Calling the same thing by different names has an analog in what musicians call enharmonic notation, a corollary of the existence of both sharps and flats. (Historically, flats came first.) Thus C# on the piano is the same note as Db: the black key to the right of C natural and to the left of D natural. It is this ambiguity that allows an augmented triad such as G-B-Eb (to take an example from Wagner’s Parzifal) to straddle two harmonic keys at once, depending on which third (B-G or Eb-Cb, Cb being B natural by a different name) is heard as the core of the triad from which the third note is the deviation. (Not surprisingly, this particular triad gets a lot of play in the music for Klingsor’s castle, for, as David Lewin points out in a chapter on Wagner in his Studies in Music with Text [Oxford University Press, 2006], “Only by voyaging to and through the magic Cb/B castle, the seam that permits an interface with the other world, can Parsifal ultimately repatriate the miraculous,” allowing the cast, as Victor Borge said in connection with another opera, to get their money and go home.)

So do C# and Db constitute a distinction without a difference?
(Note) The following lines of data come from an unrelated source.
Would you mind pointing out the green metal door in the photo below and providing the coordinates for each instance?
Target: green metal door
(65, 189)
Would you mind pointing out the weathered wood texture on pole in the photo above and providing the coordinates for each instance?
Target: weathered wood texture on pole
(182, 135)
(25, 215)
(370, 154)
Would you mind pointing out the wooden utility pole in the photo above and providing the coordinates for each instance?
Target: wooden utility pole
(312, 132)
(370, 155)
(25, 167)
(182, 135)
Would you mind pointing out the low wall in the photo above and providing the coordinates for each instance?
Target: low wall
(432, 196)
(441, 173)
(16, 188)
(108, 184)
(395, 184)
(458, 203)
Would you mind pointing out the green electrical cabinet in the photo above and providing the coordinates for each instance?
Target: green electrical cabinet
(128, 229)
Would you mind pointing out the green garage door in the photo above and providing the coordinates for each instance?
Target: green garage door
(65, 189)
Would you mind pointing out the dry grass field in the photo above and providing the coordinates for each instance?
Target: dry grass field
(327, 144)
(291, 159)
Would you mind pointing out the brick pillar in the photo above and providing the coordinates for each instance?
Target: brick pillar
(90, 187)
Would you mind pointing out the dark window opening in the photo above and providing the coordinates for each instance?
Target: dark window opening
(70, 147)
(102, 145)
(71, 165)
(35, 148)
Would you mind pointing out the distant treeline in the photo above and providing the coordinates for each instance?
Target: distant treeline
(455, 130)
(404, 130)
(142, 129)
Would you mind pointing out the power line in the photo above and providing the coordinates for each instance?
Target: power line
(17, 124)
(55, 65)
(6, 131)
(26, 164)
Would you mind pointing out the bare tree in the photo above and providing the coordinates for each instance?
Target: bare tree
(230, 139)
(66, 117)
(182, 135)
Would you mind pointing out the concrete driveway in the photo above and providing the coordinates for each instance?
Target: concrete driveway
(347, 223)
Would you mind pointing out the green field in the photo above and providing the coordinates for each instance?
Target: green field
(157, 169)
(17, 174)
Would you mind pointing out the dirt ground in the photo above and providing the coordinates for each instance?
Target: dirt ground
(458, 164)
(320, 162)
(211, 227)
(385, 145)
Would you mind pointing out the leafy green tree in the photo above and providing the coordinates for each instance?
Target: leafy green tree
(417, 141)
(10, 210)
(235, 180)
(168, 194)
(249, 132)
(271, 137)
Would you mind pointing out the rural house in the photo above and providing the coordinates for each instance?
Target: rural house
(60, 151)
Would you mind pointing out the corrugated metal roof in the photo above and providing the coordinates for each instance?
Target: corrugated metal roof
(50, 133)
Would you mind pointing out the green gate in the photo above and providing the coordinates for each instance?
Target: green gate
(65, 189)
One is reminded of the routine in which Elaine May sings the Gershwin Brothers’ “Let’s Call the Whole Thing Off” (“You like potato and I like potahto/You like tomato and I like tomahto,” etc.) failing to distinguish between the different pronunciations of the same words on which the lyric turns. Not so funny was the routine related in the Bible [Judges 12:4-6] involving different pronunciations of the word shibboleth. (Mod. Hebrew [šibolet/sibolet]). For the Gileadites, the initial sound was sh ([š]) while for the Ephraimites it was s ([s]). Suspected Ephraimites attempting to pass as Gileadites were asked to say the word as a test of their bona fides with dire consequences for failure. In more recent times (1937), an eerily similar test gave the “Parsley Massacre” its name, the victims this time being some 20,000-30,000 Haitians living on the border in the Dominican Republic who were tested on their ability to identify a sprig of parsley (Spanish perejil, Haitian Creole pèsi, Standard French persil) in Spanish.

But how about a difference without a distinction? For this, we turn to the Indian grammarian Panini (or, more properly, Pāṇini) who flourished in the fifth century BCE. The final statement in his monumental grammar of Sanskrit (the Aṣṭādhyāyī [‘The Eight Books’]) reads अ अ इति and is somewhat problematic to transliterate. Literally, it’s a a iti (‘a a thus’), but the sense is something like “For the whole of this treatise, I’ve been treating the difference between “short a” (अ) and “long a” (आ) as though it were simply one of duration ([a] vs. [a:]), but actually that was just a convenient fiction: “short a” is really schwa ([ə]).”